Выбрать главу

Чем дальше, тем больше и больше не нравилась Корнею Павловичу эта история. Какие уж шалости и баловство. Несколько раз он порывался перебить Ситко и задать уточняющие вопросы, но ровный диктующий голос не допускал этого.

— Мы решили подождать до конца уроков. Школа гудела... На третьей перемене наш историк Вера Андреевна обнаружила, что недостает карты европейской части СССР и политической карты мира. Остались планки, а карты — аккуратно вырваны... Это переполнило чашу нашего терпения. По нынешним временам карты не достать ни за какие деньги. Я позвонила вам. Но вас не было. Через час я снова звонила. Только в третий раз застала. Так как нам быть?

Пирогов прошелся по кабинету.

— Плохо, что я узнаю об этом последним. Это раз. Во-вторых, — что об этом знает вся деревня. Надо было позвонить дежурной и сообщить.

— Мы надеялись, что разберемся сами. Ведь задета честь школы.

ГЛАВА ДВЕНАДЦАТАЯ

ОСМОТР показал, что преступник проник в неотапливаемую часть школы через окно, прямо в тот класс, где лежал хлеб.

Пирогов распорядился официально допросить завхоза Сидорову, учительницу Федорову и завпроизводством пекарни Малетину, которой принадлежала идея выдать хлеб сразу на два дня. Хотел он того или не хотел, но обстоятельства складывались так, что двое из трех могли оказаться а сговоре. Против Малетиной был дополнительный факт: ее опасения, что не будет дров и паек придется выдать тестом, не подтвердились, в магазинах выдавали по карточкам печеный хлеб. Завпроизводством должен быть более информированным о делах и ближайших перспективах своего цеха.

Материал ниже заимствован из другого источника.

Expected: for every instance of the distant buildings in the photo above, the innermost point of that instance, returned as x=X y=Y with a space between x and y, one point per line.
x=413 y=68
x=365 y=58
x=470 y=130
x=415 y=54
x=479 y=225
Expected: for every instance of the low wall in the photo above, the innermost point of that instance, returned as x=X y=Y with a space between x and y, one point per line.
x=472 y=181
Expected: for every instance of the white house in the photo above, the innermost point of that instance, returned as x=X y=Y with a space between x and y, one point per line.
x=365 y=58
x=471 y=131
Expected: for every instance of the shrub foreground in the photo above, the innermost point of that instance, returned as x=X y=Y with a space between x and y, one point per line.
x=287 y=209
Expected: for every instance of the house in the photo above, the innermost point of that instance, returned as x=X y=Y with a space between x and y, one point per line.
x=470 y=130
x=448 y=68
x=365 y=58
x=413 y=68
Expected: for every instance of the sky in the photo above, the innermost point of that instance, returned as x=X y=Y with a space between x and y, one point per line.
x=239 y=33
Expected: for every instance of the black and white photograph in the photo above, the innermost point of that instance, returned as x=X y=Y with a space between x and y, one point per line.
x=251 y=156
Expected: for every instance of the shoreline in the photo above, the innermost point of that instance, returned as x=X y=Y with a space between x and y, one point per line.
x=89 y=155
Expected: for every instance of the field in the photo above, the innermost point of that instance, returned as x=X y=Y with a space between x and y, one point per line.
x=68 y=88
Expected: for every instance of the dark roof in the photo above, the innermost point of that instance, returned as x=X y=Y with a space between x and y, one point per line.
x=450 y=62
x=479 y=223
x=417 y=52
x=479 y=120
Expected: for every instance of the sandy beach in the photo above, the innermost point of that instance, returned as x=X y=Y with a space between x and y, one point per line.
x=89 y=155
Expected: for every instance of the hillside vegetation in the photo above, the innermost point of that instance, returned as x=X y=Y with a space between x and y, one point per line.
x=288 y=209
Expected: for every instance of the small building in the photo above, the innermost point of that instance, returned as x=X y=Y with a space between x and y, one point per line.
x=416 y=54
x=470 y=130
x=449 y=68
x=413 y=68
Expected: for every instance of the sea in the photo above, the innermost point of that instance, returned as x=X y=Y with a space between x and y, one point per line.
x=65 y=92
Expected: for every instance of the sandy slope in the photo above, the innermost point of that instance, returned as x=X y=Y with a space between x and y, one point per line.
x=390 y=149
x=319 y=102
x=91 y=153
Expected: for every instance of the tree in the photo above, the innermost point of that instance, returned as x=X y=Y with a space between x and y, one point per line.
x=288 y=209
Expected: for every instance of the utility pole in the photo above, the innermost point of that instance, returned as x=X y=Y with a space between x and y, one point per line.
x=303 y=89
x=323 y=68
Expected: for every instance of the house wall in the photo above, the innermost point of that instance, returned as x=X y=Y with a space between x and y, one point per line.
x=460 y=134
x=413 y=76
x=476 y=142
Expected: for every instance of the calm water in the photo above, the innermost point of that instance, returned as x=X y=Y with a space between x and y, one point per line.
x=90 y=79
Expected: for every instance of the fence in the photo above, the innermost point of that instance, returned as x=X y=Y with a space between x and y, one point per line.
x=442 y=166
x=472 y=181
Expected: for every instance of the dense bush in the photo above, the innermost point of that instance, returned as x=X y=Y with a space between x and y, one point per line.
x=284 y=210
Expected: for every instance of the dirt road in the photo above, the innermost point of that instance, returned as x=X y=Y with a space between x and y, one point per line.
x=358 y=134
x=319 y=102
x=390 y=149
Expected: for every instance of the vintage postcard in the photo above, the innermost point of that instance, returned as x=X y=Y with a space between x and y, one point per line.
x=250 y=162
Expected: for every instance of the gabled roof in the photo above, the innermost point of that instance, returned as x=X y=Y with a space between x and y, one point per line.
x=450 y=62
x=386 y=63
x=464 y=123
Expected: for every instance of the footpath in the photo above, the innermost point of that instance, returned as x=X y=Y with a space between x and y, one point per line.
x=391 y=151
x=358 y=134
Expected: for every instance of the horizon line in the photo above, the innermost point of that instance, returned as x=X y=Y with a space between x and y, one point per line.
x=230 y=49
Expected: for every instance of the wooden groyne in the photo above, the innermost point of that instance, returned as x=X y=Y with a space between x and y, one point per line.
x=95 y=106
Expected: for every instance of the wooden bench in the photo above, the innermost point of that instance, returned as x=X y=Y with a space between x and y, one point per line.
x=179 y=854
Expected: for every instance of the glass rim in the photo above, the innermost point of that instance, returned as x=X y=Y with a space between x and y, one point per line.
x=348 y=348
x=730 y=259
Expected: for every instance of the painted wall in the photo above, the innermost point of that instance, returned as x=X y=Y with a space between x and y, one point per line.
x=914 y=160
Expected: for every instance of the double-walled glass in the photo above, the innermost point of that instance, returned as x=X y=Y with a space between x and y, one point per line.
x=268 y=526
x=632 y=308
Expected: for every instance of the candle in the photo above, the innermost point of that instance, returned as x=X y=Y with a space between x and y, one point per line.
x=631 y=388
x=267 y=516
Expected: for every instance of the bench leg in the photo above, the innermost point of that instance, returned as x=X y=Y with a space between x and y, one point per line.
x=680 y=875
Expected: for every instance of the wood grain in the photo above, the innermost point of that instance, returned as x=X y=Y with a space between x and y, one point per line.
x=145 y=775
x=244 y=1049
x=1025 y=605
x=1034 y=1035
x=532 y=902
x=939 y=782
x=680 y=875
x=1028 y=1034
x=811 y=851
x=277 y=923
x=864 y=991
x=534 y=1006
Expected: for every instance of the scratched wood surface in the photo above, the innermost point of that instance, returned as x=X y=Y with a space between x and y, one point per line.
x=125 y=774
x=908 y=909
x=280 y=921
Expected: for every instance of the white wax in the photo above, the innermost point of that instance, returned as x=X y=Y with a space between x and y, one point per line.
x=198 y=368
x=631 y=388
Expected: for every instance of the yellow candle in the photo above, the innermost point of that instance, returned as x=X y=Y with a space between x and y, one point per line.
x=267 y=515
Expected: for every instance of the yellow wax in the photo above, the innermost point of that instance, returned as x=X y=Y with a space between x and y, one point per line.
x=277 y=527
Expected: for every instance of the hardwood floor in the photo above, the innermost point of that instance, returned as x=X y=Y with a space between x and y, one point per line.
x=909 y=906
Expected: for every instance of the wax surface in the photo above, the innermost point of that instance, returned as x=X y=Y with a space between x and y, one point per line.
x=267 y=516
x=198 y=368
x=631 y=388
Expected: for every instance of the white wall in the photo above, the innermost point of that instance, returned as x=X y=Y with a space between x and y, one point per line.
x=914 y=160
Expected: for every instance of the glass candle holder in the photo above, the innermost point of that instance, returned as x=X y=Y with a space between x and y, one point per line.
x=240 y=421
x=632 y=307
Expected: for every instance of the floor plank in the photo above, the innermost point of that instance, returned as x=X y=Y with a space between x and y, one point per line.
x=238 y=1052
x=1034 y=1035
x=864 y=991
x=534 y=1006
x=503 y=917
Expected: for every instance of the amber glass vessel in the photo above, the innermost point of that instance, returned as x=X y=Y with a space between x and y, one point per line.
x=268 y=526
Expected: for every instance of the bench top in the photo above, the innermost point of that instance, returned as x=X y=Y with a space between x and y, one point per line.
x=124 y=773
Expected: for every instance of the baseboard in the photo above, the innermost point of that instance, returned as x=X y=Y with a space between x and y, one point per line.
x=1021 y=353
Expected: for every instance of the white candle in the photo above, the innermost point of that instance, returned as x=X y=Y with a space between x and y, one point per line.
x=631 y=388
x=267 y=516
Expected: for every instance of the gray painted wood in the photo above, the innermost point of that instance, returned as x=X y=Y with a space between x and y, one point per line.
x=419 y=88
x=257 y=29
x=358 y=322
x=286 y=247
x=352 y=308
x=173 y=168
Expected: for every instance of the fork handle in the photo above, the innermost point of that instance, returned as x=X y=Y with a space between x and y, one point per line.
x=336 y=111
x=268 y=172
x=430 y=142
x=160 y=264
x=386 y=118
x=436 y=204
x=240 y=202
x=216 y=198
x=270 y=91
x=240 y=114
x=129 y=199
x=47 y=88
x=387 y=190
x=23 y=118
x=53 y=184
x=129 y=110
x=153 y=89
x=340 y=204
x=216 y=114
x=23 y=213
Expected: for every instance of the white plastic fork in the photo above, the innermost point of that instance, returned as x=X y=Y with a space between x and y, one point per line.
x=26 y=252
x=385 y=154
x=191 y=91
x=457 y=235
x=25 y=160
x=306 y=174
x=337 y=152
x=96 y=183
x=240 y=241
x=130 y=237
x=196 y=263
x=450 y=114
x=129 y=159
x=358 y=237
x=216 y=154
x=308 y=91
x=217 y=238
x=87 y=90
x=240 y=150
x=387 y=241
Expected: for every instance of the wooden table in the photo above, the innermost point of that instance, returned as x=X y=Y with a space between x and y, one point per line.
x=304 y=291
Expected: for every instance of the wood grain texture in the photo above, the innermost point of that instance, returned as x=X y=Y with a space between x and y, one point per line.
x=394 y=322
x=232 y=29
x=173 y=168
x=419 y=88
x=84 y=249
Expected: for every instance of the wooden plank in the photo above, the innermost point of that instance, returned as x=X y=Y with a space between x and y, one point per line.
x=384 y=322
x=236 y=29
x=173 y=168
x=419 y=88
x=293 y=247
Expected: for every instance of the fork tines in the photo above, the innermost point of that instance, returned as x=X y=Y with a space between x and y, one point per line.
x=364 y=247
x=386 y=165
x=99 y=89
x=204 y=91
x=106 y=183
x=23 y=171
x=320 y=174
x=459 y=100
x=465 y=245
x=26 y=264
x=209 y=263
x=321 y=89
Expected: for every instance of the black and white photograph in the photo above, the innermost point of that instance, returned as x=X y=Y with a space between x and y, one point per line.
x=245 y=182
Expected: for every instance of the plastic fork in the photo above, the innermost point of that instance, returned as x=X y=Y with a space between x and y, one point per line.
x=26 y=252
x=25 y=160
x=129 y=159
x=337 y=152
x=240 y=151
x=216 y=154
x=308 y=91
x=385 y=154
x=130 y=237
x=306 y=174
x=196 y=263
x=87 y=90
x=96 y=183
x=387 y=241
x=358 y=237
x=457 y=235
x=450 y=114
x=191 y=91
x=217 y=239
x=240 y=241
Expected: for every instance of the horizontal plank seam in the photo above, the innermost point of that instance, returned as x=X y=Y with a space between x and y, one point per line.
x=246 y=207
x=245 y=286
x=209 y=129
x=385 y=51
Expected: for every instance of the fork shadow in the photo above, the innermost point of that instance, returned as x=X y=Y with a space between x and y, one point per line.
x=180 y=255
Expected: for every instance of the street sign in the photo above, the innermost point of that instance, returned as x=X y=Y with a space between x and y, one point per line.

Так рассуждал Пирогов. Но у него не выходила из головы история с картами. Тут было нечто непостижимое, не имеющее прецедента в его практике. Бесценная для школы карта мира, да еще в половинчатом виде не могла быть ходовым товаром на рынке военных лет, хотя тот и славился неохватной пестротой: от пропахших нафталином подвенечных бабушкиных платьев и туфель до ржавых навесов и гнутых, идущих по второму кругу, гвоздей.

Карты в печальной истории школы имели какой-то особый, даже зловещий смысл.

«Ты становишься болезненно подозрительным. Это плохо. В карты могли завернуть хлеб», — рассуждал Пирогов, возвращаясь домой. Последнее время он привык обращаться к себе, как к постороннему, даже приловчился спорить, переубеждать одного из двух, ютившихся в нем.

«Хлеб был отлично упакован в мешок, — возражал Корней Павлович. — Для того чтобы ввести в заблуждение нас, создать видимость, что хлеб обнаружен случайно, хватило бы фуфайки, питьевого бачка, наконец, скатерти».

«Поручи своим девчатам осмотреть соседние дворы. Если вещи взяты для отвода глаз, они выброшены неподалеку».

«Поищем. Но, думаю, не найдем. Все взятое в школе имеет практическое значение в быту. Там оно, там! — он даже кивнул в сторону хребта, круто начинающегося от крайних домов. — Чувствую, там все. И карты там. И были они главным предметом кражи».

«Твои утверждения фанатичны. Они из ряда эмоций», — предостерег сам себя Пирогов.

«Ничего подобного. Каждое утро ты слушаешь по радио сводку информбюро. Ведь слушаешь? Вторым делом ты смотришь в карту. Правильно? У тебя есть карта. А кому-то ее недоставало. Он долго соображал, где ее взять. И сообразил. Взял более подробную европейскую часть, где война идет, и еще взял восточное полушарие, чтобы наглядно представлять масштабы событий на земном шаре».

«Для чего? Из любопытства? Или ему не безразличны большие, опасные события, свалившиеся на страну? Но ведь это парадоксально.

Все нормальные люди там, где идет война. А он — здесь».

«Однако вспомни, как тебя изумил Сахаров. Его донос или поклеп на граждан не стоил выеденного яйца. Он ведь и не настаивал на принятии мер к «германским шпионам». Может, его интересовала твоя карта? Вспомни, как он рассматривал карту, сокрушался: «куда прут», «так и до нас». Его глупые бессмысленные заявления служили поводом прийти к тебе».

«Что же из этого?»

«А то, что приобретает значение и хищение газет у Потапова и у деда Никифора. А может, у кого-то и еще».

«Ближний свет ходить в деревню за газетой».